Da più parti si vorrebbe che lo Stato concedesse via libera alla vendita controllato di hashish e marijuana. Da parte nostra è scontato affermare disapprovazione verso un tale atteggiamento. Per i valori in cui crediamo, per il concetto stesso di dignità della persona… resta fermo il principio che drogarsi è nocivo e illecito.
Ma per non essere accusati di superficialità, vogliamo analizzare tutti i risvolti della questione per dare risposte precise a chi è favorevole alla legalizzazione.
La questione va affrontata tenendo conto di diversi aspetti:

1. ASPETTO MEDICO
La posizione dei “legalizzatori”: Gli effetti negativi della sostanza sul corpo non sono accertati e non portano dipendenza fisica.
Obiezione:
Anche se diversi specialisti dichiarano apertamente che tutte le droghe danno una dipendenza fisica, oltre che psichica, e provocano danni sul corpo umano, non tutti sono concordi con queste conclusioni. Non avendo delle direttive univoche da parte dei competenti, possiamo solo constatare che il dibattito sul potenziale tossicologico e tossicomanigeno della cannabis rimane aperto, come si avince dagli “Atti della seconda conferenza nazionale sulla droga (2). Nonostante ciò, ci permettiamo di fare un’osservazione. Se è vero che non si è certi che le sostanze leggere danneggino il corpo è altrettanto vero che non si può dire che esse siano innocue. Allora la domando è questa: Come potrebbe un medico consigliare al suo paziente una medicina se non ne conosce gli effetti? Con quale coscienza sommistrerebbe quella sostanza senza sapere se essa è efficace per la cura o non si riveli un veleno?

2. ASPETTO SOCIALE
a. La posizione dei “legalizzatori”: Il proibizionismo è un incentivo al consumo.
Obiezione
L’esperienza dei paesi antiproibizionisti dovrebbe convincerci dell’esatto contrario. Svizzera ed Olanda che sono su posizioni permissiviste hanno subito un incremento del 15 e del 65% nell’uso del fumo.

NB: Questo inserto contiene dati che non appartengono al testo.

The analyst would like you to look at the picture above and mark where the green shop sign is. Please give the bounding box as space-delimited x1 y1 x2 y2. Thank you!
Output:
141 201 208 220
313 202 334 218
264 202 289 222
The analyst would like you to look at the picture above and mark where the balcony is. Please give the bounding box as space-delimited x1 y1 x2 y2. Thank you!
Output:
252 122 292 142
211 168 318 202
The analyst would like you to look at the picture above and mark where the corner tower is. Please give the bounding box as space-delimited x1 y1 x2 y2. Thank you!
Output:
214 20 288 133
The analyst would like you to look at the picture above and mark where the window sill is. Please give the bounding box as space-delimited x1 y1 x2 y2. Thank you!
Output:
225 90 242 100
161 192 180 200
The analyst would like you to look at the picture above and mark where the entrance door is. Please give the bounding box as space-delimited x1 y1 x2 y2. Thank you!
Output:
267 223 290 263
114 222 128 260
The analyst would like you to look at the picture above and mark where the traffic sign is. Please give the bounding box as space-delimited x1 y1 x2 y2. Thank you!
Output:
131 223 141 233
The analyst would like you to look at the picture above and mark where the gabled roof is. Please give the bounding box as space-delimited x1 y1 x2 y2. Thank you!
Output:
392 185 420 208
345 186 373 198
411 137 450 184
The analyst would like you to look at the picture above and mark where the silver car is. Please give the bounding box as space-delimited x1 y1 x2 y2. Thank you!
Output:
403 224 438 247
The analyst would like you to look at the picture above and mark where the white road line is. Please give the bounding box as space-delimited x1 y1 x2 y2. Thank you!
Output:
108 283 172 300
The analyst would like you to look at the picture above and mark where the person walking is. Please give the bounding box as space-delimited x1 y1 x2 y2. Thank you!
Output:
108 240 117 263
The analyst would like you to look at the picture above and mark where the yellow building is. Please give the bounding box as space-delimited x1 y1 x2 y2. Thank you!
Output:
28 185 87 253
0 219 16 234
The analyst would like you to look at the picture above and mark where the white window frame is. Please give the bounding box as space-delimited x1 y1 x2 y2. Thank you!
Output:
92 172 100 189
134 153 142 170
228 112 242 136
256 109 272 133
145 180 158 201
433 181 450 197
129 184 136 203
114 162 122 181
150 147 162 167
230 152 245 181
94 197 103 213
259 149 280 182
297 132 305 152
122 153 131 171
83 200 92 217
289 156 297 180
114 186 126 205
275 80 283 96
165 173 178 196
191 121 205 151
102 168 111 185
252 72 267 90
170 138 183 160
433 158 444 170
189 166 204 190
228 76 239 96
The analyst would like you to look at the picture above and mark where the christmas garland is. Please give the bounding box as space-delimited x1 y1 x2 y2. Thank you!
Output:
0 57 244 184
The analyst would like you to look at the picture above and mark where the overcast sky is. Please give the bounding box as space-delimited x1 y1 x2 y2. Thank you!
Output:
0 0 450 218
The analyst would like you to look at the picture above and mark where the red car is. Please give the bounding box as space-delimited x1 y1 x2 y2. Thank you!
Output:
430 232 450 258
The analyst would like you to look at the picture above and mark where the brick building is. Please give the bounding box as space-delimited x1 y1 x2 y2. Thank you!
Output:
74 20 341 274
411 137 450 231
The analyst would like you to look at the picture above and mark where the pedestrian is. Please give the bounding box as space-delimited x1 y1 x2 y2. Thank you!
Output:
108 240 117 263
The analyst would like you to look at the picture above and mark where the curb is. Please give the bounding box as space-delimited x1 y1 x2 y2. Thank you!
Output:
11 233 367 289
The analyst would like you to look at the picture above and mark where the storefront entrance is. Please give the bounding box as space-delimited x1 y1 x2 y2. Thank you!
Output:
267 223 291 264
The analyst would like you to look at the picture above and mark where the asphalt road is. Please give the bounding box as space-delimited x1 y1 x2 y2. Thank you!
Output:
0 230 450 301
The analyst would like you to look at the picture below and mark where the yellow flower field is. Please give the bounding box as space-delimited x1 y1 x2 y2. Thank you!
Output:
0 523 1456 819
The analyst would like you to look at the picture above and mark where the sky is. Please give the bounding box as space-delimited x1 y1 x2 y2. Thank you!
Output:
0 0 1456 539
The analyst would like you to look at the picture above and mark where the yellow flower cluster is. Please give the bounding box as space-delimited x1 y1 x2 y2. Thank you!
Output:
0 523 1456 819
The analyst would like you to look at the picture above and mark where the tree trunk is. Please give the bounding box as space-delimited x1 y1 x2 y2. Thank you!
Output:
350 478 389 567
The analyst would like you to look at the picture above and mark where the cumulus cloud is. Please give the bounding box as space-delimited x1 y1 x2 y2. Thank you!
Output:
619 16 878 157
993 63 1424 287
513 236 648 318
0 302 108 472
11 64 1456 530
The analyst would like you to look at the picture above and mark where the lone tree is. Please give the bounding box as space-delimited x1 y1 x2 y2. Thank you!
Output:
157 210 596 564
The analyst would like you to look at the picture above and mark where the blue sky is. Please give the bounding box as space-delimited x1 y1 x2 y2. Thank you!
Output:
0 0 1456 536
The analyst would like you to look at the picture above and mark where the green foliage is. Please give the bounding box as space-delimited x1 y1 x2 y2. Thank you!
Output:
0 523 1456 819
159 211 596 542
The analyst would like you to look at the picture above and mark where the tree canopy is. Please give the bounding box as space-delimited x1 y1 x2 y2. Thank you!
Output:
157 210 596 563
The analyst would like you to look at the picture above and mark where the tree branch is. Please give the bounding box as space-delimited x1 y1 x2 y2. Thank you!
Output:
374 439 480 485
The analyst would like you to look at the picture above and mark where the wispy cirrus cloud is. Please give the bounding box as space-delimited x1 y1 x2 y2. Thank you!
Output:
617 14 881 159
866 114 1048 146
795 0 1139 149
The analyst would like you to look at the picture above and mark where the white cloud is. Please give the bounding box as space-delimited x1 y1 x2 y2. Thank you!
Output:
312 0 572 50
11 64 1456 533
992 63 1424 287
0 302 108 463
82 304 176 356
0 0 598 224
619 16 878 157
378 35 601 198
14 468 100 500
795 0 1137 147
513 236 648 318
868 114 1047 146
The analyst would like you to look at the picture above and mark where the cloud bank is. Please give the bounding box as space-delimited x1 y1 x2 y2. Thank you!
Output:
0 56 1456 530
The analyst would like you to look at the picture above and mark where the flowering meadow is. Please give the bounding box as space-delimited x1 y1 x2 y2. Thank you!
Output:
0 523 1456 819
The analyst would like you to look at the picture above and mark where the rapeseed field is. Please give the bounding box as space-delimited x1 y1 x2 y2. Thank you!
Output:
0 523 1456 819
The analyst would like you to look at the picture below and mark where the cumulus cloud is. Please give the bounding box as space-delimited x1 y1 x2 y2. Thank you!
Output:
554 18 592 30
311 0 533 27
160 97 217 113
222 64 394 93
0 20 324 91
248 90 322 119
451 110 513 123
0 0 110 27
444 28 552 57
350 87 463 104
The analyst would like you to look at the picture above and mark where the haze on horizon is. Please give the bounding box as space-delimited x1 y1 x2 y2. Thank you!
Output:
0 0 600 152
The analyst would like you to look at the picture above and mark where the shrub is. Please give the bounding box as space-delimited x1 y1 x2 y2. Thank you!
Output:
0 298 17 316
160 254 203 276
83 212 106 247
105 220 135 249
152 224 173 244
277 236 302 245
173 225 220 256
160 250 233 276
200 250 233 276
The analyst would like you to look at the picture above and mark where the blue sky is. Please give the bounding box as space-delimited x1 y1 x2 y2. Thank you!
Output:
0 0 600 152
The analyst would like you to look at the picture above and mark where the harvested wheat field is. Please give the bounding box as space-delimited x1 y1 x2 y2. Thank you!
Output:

b. La posizione dei “legalizzatori”: La vendita libera degli spinelli impedirebbe il contatto tra i consumatori e gli spacciatori.
Obiezione
Anche in questo caso, avvalendoci dell’esperienza olandese, che attua la vendita di cannabis attraverso di locali autorizzati, si può dimostrare l’inesattezza di certe affermazioni. Infatti, il ministro della Giustizia olandese, in riferimento ai coffee-shop, ammette che con gli anni: “questo commercio ha finito con l’attrarre spacciatori professionisti, il cui solo fine è di guadagnare il più possibile”. Numerosi coffee-shop sono stati chiusi perché, vi si vendevano “droghe pesanti” sottobanco. Il governo olandese ha ridotto le quantità di cannabinoidi, che i coffee-shop possono vendere legalmente, da 30 a 5 grammi. Dunque, dove si è attuata una certa forma di legalizzazione non solo non si prosegue su questa strada, ma si stanno rivedendo anche le proprie posizioni.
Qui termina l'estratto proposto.